Study: 18.6% of RLHF Harm Labels Flip When Raters Filtered
TL;DR
- A new arxiv preprint argues RLHF annotator responses may not represent genuine preferences at all, but responses constructed on the spot.
- Filtering high-inconsistency annotators in two RLHF datasets flipped majority harm classifications for 18.6% of prompts.
- The same filtering shifted mean ratings by more than 13 points on a 100-point scale, suggesting systematic rather than random noise.
An arxiv preprint from Bijean Ghafouri, Eun Cheol Choi, Priyanka Dey and Emilio Ferrara puts a pointed question to the whole preference-learning stack: are the human labels that drive RLHF actually preferences at all, or responses invented on the spot? The paper is titled "RLHF May Not Reflect Genuine Preferences," and the argument is that much of what looks like human values in annotation data is really elicitation artifact.

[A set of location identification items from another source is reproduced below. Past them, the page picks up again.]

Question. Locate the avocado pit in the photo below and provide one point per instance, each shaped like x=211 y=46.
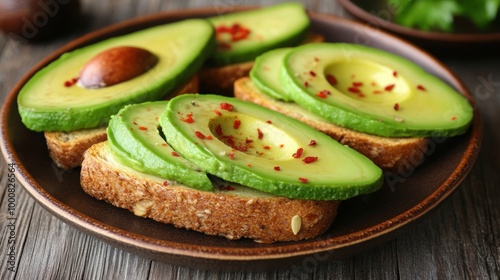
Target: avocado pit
x=116 y=65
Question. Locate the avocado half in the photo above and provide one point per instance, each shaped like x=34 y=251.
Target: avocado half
x=48 y=103
x=364 y=89
x=245 y=143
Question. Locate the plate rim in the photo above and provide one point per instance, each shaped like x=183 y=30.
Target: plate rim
x=146 y=246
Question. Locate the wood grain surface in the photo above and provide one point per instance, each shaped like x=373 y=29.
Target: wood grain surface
x=458 y=241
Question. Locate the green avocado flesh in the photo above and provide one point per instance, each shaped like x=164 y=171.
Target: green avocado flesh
x=135 y=139
x=371 y=91
x=258 y=31
x=247 y=144
x=265 y=73
x=47 y=103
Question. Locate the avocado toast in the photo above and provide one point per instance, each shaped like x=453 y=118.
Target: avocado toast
x=72 y=98
x=225 y=167
x=375 y=102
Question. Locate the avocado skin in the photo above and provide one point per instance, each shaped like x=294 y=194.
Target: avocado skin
x=352 y=173
x=241 y=53
x=348 y=115
x=67 y=118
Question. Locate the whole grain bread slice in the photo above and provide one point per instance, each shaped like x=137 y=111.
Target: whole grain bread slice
x=232 y=212
x=66 y=148
x=398 y=155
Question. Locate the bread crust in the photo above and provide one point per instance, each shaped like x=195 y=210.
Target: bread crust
x=222 y=213
x=66 y=148
x=398 y=155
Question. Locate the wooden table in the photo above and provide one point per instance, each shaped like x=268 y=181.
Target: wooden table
x=459 y=241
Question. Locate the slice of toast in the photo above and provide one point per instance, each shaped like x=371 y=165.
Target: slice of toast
x=397 y=155
x=220 y=79
x=233 y=212
x=66 y=148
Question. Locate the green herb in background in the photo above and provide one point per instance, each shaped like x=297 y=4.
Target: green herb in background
x=439 y=15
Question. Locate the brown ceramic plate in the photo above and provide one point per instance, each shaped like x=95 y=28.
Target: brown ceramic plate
x=362 y=222
x=464 y=38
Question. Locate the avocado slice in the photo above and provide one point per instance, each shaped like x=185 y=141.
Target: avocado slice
x=373 y=91
x=248 y=144
x=135 y=138
x=242 y=36
x=266 y=71
x=48 y=102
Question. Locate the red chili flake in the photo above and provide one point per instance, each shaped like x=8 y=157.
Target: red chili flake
x=240 y=35
x=331 y=79
x=298 y=154
x=236 y=31
x=200 y=135
x=242 y=147
x=188 y=118
x=236 y=124
x=226 y=106
x=71 y=82
x=218 y=130
x=226 y=188
x=389 y=87
x=224 y=46
x=260 y=135
x=308 y=160
x=354 y=90
x=322 y=94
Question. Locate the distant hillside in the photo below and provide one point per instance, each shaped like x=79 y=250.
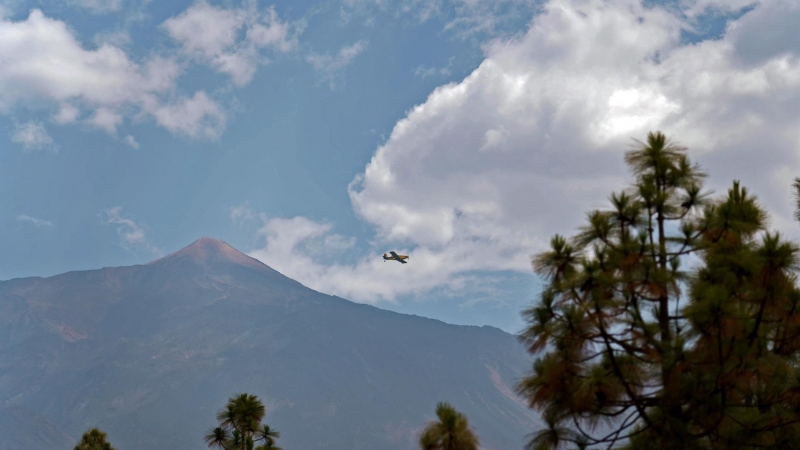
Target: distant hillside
x=149 y=353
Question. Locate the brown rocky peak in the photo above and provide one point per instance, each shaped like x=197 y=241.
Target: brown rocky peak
x=205 y=251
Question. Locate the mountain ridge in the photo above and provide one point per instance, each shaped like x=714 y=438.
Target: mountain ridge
x=160 y=346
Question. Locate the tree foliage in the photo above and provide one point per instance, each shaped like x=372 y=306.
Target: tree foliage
x=240 y=426
x=638 y=352
x=450 y=432
x=94 y=439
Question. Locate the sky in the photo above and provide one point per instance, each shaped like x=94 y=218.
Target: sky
x=315 y=136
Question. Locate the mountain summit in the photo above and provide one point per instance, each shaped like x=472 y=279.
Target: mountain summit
x=149 y=353
x=208 y=251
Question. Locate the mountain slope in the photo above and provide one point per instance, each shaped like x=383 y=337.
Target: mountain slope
x=149 y=353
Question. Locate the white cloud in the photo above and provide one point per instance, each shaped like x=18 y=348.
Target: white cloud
x=485 y=171
x=99 y=6
x=212 y=34
x=130 y=140
x=302 y=249
x=330 y=66
x=131 y=233
x=45 y=66
x=195 y=117
x=424 y=71
x=240 y=214
x=39 y=223
x=33 y=136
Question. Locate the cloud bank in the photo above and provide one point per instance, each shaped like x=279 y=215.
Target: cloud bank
x=480 y=176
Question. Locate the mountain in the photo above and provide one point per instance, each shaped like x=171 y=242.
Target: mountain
x=149 y=353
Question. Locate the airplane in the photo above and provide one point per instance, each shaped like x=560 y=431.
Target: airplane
x=395 y=257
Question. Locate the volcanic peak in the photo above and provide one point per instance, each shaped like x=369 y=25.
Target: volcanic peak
x=208 y=250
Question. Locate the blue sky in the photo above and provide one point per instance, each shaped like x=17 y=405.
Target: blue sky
x=317 y=135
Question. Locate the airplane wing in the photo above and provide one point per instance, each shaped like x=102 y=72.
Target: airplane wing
x=398 y=258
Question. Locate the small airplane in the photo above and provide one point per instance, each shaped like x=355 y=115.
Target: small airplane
x=395 y=257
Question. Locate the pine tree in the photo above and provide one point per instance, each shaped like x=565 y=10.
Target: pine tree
x=636 y=352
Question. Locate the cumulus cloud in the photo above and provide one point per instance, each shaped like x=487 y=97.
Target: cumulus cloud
x=45 y=66
x=212 y=34
x=38 y=223
x=99 y=6
x=131 y=141
x=198 y=116
x=33 y=136
x=486 y=170
x=242 y=213
x=131 y=233
x=330 y=66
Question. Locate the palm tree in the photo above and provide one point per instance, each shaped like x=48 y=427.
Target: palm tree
x=450 y=432
x=240 y=426
x=93 y=439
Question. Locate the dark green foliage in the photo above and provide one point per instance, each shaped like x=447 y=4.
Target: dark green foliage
x=240 y=426
x=450 y=432
x=93 y=439
x=640 y=353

Their headline result from two RLHF datasets: when they filtered out the annotators who were most inconsistent with themselves, majority harm classifications flipped for 18.6% of prompts, and mean ratings shifted by over 13 points on a 100-point scale. That is not the size of movement you would expect if disagreements were random noise averaged out by scale. The authors call the pattern "systematic and directionally biased," and describe current practice as one that "models noise as signal and elicitation artifacts as human values."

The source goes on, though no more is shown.